“Il primo problema di cui le aziende dovrebbero tenere conto, dal punto di vista delle relazioni interne, è quello del cosiddetto scollamento: la pandemia, il lockdown, l’obbligo di smart working senza adeguata preparazione da parte tanto dei dipendenti quanto dei manager hanno creato un terreno fertile dove l’individualismo e l’allontanamento dai valori aziendali e dal senso di appartenenza possono germogliare molto facilmente. E al momento del rientro, per tante realtà, questo sarà un problema che assumerà dimensioni crescenti”.
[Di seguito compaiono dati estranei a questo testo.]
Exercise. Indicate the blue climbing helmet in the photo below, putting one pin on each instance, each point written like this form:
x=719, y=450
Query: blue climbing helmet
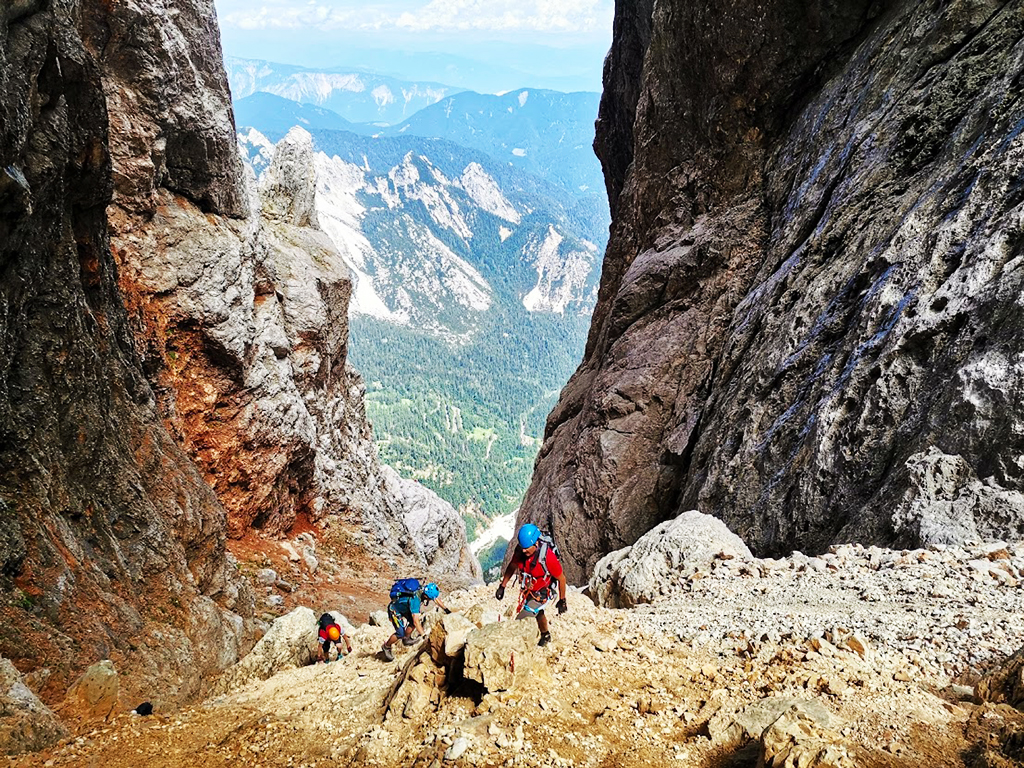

Non ha dubbi Anna Piacentini, CEO di People3.0, società di consulenza specializzata nel benessere aziendale e nell’ambito della felicità sul posto di lavoro: “Se non si interviene per invertire questa tendenza, al rientro la lezione che le persone avranno imparato sarà che, di fronte a problemi che investono la persona a 360°, ognuno può contare solo su sé stesso e questo finirà con l’impattare non solo sul senso di appartenenza ma anche sul rendimento, sulla disponibilità a quegli sforzi che molti economisti stanno già immaginando come inevitabili, al momento della ripartenza”.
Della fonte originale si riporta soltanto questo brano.